A month later and it happened again. Our entire family was brokenhearted when my beautiful cousin Aron died. Again, so unexpectedly. 29 years old, the sweetest person you could ever meet with two little kids left behind.


Those 3 months were simply awful and suddenly life seemed so fragile, confusing, pointless and brief. I didn't want to play any gigs or work on my music at all. I focused on my daughter, supporting my extended family and feeling well. 


We found out we were pregnant again in July. A little bit of light. And with that light (and the extreme pregnancy fatigue) I continued to take a step back from the music business and tried to rediscover my creativity instead. I tried to remember who I was before I threw my entire adult life into the business of music. What did I love doing? And so I reflected a lot, wrote songs without thinking, wrote some poetry (even went on a course), I took some walks, I played the piano, I enjoyed the sun when it came out, I ate well and took my prenatal vitamins, I joined a pregnancy circle and tried tuning in to my body, all the things I didn't get to do with a lockdown pregnancy in 2020 or an early miscarriage a few months ago.


At the 12 week scan they told me there was a strong heartbeat and everything looked good. What a relief. I started feeling positive again and made plans for collaborations and projects (but with the knowledge that come March 2024, I'd be off for a few months with my baby). We got the builders in and created a new room; a nursery. Our daughter was excited to be a big sister.

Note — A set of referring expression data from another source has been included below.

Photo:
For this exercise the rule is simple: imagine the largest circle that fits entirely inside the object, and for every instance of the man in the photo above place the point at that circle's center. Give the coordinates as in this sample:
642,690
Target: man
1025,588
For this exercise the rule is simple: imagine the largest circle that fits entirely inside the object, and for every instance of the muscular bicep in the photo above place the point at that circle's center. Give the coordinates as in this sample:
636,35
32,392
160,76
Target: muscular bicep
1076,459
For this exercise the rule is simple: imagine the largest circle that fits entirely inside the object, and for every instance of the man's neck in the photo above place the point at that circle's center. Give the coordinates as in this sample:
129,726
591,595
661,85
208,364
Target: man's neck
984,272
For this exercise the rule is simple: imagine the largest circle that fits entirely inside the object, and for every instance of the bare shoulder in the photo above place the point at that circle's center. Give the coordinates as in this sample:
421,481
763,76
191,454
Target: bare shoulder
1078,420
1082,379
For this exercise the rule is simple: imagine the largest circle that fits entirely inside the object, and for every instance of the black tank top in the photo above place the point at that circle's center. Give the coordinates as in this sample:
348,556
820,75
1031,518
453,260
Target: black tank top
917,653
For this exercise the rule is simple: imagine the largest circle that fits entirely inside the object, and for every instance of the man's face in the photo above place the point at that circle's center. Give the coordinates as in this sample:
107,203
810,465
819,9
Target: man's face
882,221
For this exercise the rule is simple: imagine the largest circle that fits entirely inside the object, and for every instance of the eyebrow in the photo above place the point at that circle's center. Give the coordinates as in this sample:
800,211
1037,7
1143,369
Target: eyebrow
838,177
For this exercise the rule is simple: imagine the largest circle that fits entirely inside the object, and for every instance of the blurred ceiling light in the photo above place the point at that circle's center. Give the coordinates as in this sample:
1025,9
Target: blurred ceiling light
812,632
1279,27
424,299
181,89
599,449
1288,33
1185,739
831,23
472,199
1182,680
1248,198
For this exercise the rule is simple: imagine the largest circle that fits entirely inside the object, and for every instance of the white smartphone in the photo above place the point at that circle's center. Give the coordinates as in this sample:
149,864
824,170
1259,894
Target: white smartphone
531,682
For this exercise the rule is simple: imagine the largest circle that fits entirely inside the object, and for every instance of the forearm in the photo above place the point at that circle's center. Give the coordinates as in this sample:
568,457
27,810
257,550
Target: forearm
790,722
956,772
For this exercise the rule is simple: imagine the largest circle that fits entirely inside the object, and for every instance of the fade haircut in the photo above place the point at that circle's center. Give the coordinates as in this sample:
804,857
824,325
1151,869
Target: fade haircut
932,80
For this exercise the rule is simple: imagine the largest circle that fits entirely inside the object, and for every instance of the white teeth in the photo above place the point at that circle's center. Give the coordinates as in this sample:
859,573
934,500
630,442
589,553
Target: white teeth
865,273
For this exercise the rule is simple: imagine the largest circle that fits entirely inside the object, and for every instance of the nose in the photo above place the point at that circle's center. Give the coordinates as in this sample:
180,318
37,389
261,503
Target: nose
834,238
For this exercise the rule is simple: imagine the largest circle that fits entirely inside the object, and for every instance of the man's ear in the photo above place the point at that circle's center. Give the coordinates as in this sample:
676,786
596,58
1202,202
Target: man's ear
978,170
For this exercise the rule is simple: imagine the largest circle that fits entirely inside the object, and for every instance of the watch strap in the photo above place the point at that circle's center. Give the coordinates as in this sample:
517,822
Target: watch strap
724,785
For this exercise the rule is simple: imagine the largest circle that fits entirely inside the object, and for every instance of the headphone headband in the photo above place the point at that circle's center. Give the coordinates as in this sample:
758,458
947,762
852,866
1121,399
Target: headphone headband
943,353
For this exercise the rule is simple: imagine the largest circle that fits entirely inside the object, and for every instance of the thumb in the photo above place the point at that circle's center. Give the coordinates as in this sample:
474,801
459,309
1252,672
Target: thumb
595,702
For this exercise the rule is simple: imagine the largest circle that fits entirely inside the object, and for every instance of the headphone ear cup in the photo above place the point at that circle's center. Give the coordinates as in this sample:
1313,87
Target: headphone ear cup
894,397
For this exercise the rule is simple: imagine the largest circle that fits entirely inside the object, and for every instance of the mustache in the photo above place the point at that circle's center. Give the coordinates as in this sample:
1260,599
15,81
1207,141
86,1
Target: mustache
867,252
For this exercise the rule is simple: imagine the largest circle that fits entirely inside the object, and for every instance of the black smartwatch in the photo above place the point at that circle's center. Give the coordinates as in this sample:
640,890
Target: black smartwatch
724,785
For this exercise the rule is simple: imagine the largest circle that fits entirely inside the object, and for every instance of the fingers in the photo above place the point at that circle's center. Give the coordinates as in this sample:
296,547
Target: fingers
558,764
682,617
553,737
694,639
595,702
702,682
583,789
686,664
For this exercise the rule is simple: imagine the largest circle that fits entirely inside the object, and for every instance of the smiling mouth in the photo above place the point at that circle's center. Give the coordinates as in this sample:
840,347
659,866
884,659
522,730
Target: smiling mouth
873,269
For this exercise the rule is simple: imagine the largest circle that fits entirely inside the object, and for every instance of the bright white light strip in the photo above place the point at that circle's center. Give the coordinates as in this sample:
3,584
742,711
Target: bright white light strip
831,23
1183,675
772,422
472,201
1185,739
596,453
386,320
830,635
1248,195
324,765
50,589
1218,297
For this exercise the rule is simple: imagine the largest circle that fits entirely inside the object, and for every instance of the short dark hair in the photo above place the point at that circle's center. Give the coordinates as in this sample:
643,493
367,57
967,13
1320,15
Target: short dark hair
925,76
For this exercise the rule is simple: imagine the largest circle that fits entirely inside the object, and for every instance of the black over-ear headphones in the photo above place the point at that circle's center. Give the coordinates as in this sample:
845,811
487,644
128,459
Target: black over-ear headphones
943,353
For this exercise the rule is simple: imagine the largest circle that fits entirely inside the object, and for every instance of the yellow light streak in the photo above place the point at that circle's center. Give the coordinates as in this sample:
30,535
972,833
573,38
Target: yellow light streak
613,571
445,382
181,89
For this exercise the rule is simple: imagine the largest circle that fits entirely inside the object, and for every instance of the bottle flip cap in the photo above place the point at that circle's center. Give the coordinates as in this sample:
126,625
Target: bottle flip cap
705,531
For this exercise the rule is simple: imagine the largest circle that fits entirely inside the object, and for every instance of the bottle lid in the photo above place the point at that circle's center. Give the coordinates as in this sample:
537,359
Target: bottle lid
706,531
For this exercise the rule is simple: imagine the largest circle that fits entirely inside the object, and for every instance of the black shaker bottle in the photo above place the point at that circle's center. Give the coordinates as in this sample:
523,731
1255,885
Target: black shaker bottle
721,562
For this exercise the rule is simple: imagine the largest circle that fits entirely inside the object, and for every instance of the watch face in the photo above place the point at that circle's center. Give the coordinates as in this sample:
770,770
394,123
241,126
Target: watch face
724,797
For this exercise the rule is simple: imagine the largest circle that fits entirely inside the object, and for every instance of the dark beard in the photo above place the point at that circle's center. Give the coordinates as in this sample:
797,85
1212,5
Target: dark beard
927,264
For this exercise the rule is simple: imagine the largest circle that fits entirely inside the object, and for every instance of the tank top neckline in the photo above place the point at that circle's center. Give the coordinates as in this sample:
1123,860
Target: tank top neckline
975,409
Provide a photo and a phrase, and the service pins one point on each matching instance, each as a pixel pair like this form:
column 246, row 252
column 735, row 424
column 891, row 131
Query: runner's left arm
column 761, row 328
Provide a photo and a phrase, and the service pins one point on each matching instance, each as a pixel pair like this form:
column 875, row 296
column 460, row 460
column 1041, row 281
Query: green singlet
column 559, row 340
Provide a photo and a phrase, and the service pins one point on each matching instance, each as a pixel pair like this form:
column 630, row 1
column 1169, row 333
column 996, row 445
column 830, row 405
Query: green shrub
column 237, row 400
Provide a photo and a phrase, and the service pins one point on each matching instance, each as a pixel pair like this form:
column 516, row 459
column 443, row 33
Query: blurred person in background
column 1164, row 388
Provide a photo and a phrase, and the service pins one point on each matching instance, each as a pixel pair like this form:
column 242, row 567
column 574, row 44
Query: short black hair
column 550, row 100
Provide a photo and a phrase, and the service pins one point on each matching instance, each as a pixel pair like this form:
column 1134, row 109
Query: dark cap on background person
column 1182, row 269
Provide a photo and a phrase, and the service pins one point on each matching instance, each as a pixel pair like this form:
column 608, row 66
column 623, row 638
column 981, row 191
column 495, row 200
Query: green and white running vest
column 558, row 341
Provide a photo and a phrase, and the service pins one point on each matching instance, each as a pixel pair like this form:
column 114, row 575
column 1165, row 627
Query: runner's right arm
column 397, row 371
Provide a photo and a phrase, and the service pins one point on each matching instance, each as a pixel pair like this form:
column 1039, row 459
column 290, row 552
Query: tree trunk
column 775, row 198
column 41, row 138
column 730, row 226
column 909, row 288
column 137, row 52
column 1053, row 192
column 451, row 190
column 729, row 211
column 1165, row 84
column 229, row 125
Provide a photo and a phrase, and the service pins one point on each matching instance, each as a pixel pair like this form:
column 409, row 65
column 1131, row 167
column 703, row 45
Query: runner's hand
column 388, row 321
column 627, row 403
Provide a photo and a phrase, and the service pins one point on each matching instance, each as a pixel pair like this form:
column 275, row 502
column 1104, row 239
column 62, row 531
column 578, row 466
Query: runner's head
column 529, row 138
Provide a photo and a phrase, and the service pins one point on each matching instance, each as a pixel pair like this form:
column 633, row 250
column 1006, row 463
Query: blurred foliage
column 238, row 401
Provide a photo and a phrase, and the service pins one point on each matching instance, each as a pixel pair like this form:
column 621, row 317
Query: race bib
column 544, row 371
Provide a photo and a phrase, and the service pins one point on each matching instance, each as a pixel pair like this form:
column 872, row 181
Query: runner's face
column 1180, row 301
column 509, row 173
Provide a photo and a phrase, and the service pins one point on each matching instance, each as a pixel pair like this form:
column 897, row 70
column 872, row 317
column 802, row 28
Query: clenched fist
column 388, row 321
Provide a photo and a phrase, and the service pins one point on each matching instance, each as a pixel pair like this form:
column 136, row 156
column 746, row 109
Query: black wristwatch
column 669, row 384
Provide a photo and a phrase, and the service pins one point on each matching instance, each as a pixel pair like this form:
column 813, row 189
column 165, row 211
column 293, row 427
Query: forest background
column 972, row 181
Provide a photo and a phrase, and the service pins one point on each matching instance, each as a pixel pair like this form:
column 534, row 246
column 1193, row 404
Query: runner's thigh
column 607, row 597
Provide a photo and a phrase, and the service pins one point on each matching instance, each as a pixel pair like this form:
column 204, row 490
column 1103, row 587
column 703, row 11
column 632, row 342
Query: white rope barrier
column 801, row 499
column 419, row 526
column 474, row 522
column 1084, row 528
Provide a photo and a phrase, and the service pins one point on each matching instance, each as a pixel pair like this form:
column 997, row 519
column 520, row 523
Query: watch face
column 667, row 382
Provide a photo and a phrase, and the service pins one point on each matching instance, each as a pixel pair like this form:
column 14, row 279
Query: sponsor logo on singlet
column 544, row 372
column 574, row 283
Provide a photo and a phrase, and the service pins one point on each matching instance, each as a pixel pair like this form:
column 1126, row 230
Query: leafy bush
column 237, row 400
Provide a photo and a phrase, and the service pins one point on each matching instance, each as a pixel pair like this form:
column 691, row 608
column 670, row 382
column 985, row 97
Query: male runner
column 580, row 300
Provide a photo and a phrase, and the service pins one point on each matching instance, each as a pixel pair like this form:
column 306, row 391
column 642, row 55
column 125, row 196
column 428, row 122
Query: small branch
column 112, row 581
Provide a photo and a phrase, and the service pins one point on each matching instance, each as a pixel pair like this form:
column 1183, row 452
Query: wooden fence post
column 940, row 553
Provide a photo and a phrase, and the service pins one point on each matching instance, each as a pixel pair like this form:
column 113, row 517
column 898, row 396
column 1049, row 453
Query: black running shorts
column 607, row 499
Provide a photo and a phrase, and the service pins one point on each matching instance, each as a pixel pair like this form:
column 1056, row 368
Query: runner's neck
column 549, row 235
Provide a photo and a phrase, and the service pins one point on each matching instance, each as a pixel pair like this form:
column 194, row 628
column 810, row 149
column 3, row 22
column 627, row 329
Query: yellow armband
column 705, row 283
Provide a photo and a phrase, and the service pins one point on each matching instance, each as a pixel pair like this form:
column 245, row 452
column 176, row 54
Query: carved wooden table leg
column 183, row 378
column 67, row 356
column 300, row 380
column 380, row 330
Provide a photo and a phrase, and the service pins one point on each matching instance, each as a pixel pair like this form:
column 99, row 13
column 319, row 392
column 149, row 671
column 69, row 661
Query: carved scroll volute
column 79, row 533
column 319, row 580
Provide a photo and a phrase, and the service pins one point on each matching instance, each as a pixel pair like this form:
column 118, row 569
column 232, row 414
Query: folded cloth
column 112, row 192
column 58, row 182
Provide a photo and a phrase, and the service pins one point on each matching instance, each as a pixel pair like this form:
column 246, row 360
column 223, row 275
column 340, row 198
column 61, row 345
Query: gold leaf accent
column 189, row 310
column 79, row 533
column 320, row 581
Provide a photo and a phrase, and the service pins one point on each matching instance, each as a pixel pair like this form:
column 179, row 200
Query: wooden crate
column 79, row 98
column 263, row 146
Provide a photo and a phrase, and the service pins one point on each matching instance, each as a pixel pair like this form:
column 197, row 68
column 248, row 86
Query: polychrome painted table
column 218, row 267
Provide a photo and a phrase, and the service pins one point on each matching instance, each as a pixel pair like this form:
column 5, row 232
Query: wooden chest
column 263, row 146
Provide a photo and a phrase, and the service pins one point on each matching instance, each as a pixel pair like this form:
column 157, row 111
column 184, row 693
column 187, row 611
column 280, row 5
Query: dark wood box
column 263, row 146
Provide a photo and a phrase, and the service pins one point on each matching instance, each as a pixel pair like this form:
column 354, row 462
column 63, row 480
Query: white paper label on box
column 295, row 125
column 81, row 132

But here we are in March and instead of preparing for the birth, I'm writing this. We lost the baby a week before Christmas at almost 24 weeks. 


Plans.


I look back at the last year, so full of loss. Of people, of identity and purpose. I've just turned 40 and a few months into this new year I'm finding myself feeling somewhat reborn out of sadness. Much of that is down to the incredible support from a few exceptional individuals and frequent 'check-ins' from caring friends.


I've learnt that you have to allow yourself to grieve, to take time, to let go, to not fear changing your path, even if it's the one you'd been on for twenty years or more. Healing is a powerful process for rediscovery, acceptance and growth and it's where I am right now.


You don't have to keep riding the big wheel.


Whatever comes next will be different, because I am different.